In einer Untersuchung wird vorab zudem geklärt, dass sich kein Herzkranzgefäß in der Nähe der sogenannten „Landezone“ befindet und durch die implantierte Klappe abgedrückt werden könnte. Die in Tübingen verwendeten Herzklappen bestehen aus biologischem Material. Bei Bedarf können sie auch zu einem späteren Zeitpunkt nachgedehnt werden, denn die Kinder befinden sich noch in der Wachstumsphase. „Zumeist ist das aber während der Lebensdauer einer solchen Herzklappe nicht erforderlich“, sagt Hofbeck. Nach etwa zehn bis 15 Jahren muss die Pulmonalklappe erneuert werden.
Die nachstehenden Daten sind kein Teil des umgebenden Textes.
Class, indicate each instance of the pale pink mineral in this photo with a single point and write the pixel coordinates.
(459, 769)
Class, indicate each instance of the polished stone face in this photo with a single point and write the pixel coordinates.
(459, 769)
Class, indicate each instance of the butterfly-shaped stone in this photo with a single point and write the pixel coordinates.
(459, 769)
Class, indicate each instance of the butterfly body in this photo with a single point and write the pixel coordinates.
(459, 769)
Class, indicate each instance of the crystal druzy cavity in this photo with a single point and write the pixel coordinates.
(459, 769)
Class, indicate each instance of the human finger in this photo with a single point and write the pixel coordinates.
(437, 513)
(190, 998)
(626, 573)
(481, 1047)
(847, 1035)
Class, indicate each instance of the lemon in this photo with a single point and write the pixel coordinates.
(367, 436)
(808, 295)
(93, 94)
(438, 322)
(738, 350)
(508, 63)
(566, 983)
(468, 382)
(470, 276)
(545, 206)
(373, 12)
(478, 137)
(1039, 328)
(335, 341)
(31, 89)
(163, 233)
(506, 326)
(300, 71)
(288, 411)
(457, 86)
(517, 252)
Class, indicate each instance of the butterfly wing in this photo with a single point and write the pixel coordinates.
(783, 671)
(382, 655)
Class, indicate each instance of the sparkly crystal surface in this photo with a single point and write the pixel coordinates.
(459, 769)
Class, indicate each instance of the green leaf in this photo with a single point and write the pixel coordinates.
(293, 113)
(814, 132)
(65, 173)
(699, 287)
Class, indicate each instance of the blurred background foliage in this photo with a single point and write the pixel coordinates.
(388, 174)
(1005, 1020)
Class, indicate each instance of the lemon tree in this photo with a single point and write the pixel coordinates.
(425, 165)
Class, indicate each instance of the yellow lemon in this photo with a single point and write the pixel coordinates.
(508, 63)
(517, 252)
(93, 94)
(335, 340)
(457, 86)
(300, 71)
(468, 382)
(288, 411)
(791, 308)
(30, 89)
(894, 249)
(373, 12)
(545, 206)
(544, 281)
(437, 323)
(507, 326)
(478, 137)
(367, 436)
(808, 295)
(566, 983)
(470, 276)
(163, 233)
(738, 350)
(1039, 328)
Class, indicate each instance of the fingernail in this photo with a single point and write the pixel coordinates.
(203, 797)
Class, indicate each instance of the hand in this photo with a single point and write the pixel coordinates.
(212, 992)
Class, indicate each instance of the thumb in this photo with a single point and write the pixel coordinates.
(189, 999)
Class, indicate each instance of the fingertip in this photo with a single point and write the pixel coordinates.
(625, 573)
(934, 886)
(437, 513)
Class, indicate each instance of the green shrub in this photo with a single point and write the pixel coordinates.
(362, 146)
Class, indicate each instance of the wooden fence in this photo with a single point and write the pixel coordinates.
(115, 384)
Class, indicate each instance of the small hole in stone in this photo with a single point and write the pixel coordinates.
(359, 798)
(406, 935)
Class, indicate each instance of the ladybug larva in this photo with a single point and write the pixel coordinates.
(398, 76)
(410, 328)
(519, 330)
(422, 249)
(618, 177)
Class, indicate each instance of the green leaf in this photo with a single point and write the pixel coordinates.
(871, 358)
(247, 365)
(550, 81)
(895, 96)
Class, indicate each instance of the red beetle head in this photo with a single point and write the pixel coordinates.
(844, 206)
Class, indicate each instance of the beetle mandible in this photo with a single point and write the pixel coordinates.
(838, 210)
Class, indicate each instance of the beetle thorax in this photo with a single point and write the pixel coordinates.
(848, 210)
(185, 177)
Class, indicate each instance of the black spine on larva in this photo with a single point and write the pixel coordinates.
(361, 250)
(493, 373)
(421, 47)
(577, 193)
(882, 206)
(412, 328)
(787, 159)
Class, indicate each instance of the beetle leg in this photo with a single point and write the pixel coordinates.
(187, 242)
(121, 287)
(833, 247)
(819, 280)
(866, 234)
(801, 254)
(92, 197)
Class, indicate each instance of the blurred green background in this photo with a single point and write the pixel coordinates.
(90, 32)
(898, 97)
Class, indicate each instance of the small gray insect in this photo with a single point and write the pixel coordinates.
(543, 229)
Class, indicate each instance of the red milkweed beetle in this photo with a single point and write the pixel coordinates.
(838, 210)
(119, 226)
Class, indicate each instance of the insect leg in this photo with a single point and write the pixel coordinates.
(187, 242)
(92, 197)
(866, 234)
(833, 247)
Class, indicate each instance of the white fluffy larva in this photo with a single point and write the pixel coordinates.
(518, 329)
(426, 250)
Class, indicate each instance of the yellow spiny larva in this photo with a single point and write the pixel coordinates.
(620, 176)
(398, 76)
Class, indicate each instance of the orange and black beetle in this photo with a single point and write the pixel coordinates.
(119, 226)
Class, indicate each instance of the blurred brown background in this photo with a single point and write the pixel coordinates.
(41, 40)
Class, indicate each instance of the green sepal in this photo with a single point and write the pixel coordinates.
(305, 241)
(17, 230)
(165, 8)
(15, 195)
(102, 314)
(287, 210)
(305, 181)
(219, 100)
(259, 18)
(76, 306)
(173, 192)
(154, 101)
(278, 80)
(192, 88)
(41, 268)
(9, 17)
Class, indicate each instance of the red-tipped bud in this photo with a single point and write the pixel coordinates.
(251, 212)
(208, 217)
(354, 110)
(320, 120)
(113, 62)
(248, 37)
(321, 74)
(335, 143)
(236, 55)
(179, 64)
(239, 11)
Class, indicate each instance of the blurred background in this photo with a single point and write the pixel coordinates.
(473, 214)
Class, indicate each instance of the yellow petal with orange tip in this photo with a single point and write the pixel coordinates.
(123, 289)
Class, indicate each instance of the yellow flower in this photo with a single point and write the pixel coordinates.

Auch solche Folgeeingriffe können ohne Operation über Katheter erfolgen. 

Nicht alle Operationen sind zu vermeiden 

Alle Operationen kann das schonende Verfahren den Patienten im Laufe ihres Lebens allerdings nicht ersparen. Häufig ist eine erste Operation bereits im Säuglings- oder frühen Kindesalter erforderlich, wenn die Kinder mit angeborenen Herzfehlern zur Welt kommen. Und auch im höheren Alter kann eine Operation unumgänglich werden. Denn mit jedem Einsatz einer neuen Herzklappe wird auch neues Drahtgeflecht im Herzen platziert. „Wenn es irgendwann zu viel würde, muss das Metall wieder entfernt werden, und das geht bisher nur über eine Operation“, schildert Hofbeck den Grund.